VyOS 1.2.0 development news in July

Despite the slow news season and the RAID incident that luckily slowed us down only for a couple of days, I think we've made good progress in July.

First, Kim Hagen got cloud-init to work, even though it didn't make it to the mainline image, and WAAgent required for Azure is not working yet. Some more work, and VyOS will get a much wider cloud platform support. He's also working on Wireguard integration and it's expected to be merged into current soon.

The new VRRP CLI and IPv6 support is another big change, but it's got its own blog post, so I won't stop there and cover things that did not get their own blog posts instead.

IPsec and VTI

While I regard VTI as the most leaky abstraction ever created and always suggest using honest GRE/IPsec instead, I know many people don't really have any choice because their partners or service providers are using it. In older StrongSWAN versions it used to just work.

Updating StrongSWAN to the latest version had an unforeseen and very unpleasant side effect: VTI tunnels stopped working. A workaround in form of "install_routes = no" in /etc/strongswan.d/charon.conf was discovered, but it has an equally bad side effect: site to site tunnels stop working when it's applied.

The root cause of the problem is that for VTI tunnels to work, their traffic selectors have to be set to 0.0.0.0/0 for traffic to match the tunnel, even though actual routing decision is made according to netfilter marks. Unless route insertion is disabled entirely, StrongSWAN thus mistakenly inserts a default route through the VTI peer address, which makes all traffic routed to nowhere.

This is a hard problem without a workaround that is easy and effective. It's an architectural problem in the new StrongSWAN, according to our investigation of its source code and its developer responses, there is simply no way to control route insertion per peer. One developer responded to it with "why, site to site and VTI tunnels are never used on the same machine anyway" — yeah, people are reporting bugs just out of curiosity.

While there is no clean solution within StrongSWAN, this definitely has been a blocker for the release candidate. Reimplementing route insertion with an up/down script proved to be a hard problem since there are lots of cases to handle and complete information about the intended SA may not always be available to scripts. Switching to another IKE implementation seems like an attractive option, but needs a serious evaluation of the alternatives, and a complete rewrite of the IPsec config scripts — which is planned, but will take a while because the legacy scripts is an unmaintainable mess.

I think I've found a workable (even if far from perfect workaround) — instead of inserting missing routes, delete the bad routes.
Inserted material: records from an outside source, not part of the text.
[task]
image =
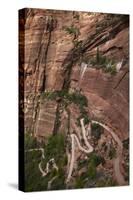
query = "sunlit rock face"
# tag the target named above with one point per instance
(53, 46)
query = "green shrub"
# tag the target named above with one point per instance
(112, 152)
(72, 30)
(96, 131)
(126, 143)
(79, 182)
(30, 142)
(55, 148)
(100, 61)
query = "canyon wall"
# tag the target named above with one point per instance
(53, 47)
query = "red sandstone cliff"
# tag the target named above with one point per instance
(51, 58)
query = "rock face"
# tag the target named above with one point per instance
(53, 44)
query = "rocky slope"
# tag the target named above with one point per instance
(73, 52)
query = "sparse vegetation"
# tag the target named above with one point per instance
(73, 97)
(102, 62)
(54, 148)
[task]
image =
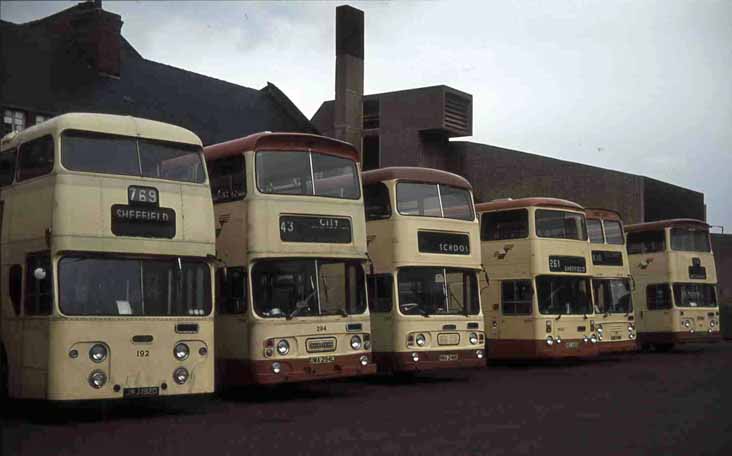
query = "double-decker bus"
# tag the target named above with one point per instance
(107, 260)
(676, 283)
(611, 282)
(538, 298)
(291, 237)
(423, 284)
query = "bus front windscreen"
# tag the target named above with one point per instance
(560, 225)
(612, 296)
(686, 240)
(307, 288)
(307, 173)
(564, 295)
(437, 291)
(123, 155)
(108, 286)
(695, 295)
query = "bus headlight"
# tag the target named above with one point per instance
(97, 379)
(98, 353)
(283, 347)
(420, 340)
(181, 351)
(355, 342)
(180, 375)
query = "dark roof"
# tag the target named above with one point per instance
(281, 142)
(412, 173)
(661, 224)
(502, 204)
(42, 71)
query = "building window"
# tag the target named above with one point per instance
(658, 297)
(232, 290)
(13, 120)
(380, 293)
(371, 156)
(516, 297)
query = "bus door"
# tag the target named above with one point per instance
(657, 314)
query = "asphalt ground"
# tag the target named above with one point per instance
(675, 403)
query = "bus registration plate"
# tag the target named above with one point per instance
(322, 359)
(145, 391)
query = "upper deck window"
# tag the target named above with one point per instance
(695, 295)
(434, 200)
(376, 201)
(228, 179)
(35, 158)
(646, 242)
(560, 225)
(687, 240)
(564, 295)
(110, 154)
(613, 232)
(594, 231)
(512, 224)
(90, 285)
(7, 167)
(307, 173)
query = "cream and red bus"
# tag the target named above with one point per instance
(538, 298)
(611, 282)
(423, 283)
(291, 239)
(107, 260)
(676, 283)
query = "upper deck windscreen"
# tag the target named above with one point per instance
(308, 174)
(434, 200)
(560, 225)
(690, 240)
(122, 155)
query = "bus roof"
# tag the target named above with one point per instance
(281, 141)
(413, 173)
(502, 204)
(103, 123)
(606, 214)
(661, 224)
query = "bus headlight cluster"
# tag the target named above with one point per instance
(98, 353)
(356, 342)
(473, 338)
(283, 347)
(97, 379)
(181, 351)
(180, 375)
(420, 340)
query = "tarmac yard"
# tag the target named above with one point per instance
(674, 403)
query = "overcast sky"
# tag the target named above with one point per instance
(637, 86)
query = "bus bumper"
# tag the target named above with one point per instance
(262, 372)
(680, 337)
(538, 349)
(620, 346)
(429, 360)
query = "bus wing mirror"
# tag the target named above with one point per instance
(39, 273)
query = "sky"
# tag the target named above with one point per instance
(637, 86)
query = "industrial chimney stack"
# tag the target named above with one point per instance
(348, 115)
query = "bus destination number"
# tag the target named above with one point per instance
(142, 195)
(567, 264)
(298, 228)
(445, 243)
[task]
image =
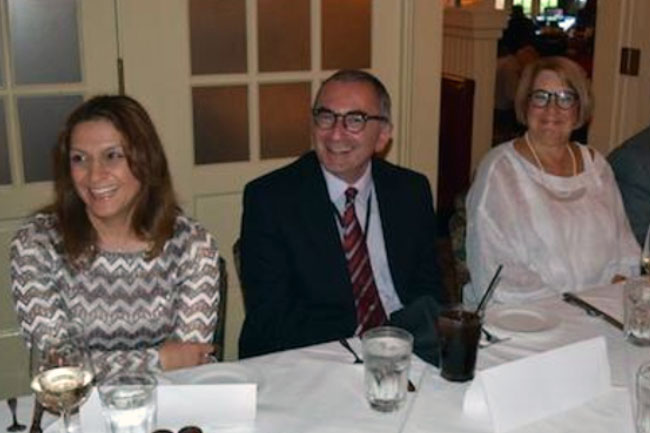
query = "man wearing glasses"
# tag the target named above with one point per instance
(338, 241)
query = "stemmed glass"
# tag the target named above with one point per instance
(645, 255)
(61, 368)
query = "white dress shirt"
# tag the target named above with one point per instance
(375, 236)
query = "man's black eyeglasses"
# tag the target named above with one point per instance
(353, 121)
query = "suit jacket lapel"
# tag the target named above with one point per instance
(391, 222)
(318, 218)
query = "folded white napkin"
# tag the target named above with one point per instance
(206, 406)
(530, 389)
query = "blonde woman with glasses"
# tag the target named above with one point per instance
(546, 207)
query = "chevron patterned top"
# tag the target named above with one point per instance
(128, 305)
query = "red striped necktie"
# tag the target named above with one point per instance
(370, 312)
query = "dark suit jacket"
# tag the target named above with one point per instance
(631, 165)
(297, 290)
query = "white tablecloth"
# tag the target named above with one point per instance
(318, 389)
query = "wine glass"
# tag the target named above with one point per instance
(61, 368)
(645, 255)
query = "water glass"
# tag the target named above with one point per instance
(387, 360)
(129, 402)
(643, 399)
(636, 300)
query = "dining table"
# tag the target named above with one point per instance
(320, 388)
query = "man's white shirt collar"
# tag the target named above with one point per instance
(336, 187)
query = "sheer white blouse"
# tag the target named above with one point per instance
(551, 233)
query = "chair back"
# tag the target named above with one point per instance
(220, 330)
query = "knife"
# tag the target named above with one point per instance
(590, 309)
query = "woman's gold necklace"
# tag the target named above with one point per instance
(539, 162)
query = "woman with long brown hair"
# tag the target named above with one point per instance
(114, 250)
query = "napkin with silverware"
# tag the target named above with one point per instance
(552, 382)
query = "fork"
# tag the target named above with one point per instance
(15, 425)
(491, 338)
(36, 418)
(349, 348)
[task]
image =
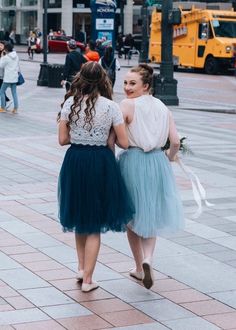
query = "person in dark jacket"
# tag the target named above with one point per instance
(74, 61)
(110, 64)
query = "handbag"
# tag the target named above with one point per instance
(21, 79)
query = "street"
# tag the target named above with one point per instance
(195, 269)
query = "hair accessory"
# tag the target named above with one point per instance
(89, 80)
(72, 44)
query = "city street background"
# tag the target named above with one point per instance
(195, 269)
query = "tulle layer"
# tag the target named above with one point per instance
(150, 181)
(91, 192)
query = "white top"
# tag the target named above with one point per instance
(10, 64)
(149, 128)
(107, 115)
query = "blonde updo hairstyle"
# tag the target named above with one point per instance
(146, 73)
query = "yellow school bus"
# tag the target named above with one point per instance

I've made a test setup and it seems to work reasonably well. The obvious issue is that it doesn't prevent bad things from happening, but rather undoes the damage, so there may still be a brief traffic disruption when VTI tunnels go up. Another problem is a possible race condition between StrongSWAN inserting routes and the script deleting them, though I haven't seen it in practice yet and I hope it doesn't exist. But, at least you can now use both VTI and site to site tunnels on the same machine.

For people who want to use VTI exclusively, there is now "set vpn ipsec options disable-route-autoinstall" option that disables route insertion globally, thus removing the possible disruption, at cost of making site to site tunnels impossible to use. That option is disabled by default.

I hope it will be good enough until we find a better solution. Your testing is needed to confirm that it is!

DNS forwarding in VyOS

A lot of small networks do not have their own DNS server, but it's not always desirable to just leave hosts to use an external third-party server either, that's why we've had DNS forwarding in VyOS for a long time and are going to keep it there for the foreseeable future.

Experienced VyOS users already know all about it, but we should post something for newcomers too, shouldn't we?

Configuring DNS forwarding is very simple. Assuming you have "system name-server" set, all you need to do to simply forward requests from hosts behind eth0 to it is "set service dns forwarding listen-on eth0". Repeat for every interfaces where you have clients and you are done.

There are some knobs for telling the service to use or not use specific DNS servers though:

set service dns forwarding listen-on eth0

# Use name servers from "system name-server"
set service dns forwarding system

# Use servers received from DHCP on eth1 (typically an ISP interface)
set service dns forwarding dhcp eth1

# Use a hardcoded name server
set service dns forwarding name-server 192.0.2.10

You can also specify cache size:

set service dns forwarding cache-size 1000

One of the less known features is the option to use different name servers for different domains. It can be used for a quick and dirty split-horizon DNS, or simply for using an internal server just for internal domains rather than recursive queries:

set service dns forwarding domain mycompany.local server 192.168.52.100
set service dns forwarding domain mycompany.example.com server 192.168.52.100

And that's all to it. DNS forwarding is not a big feature — useful doesn't always equal complex.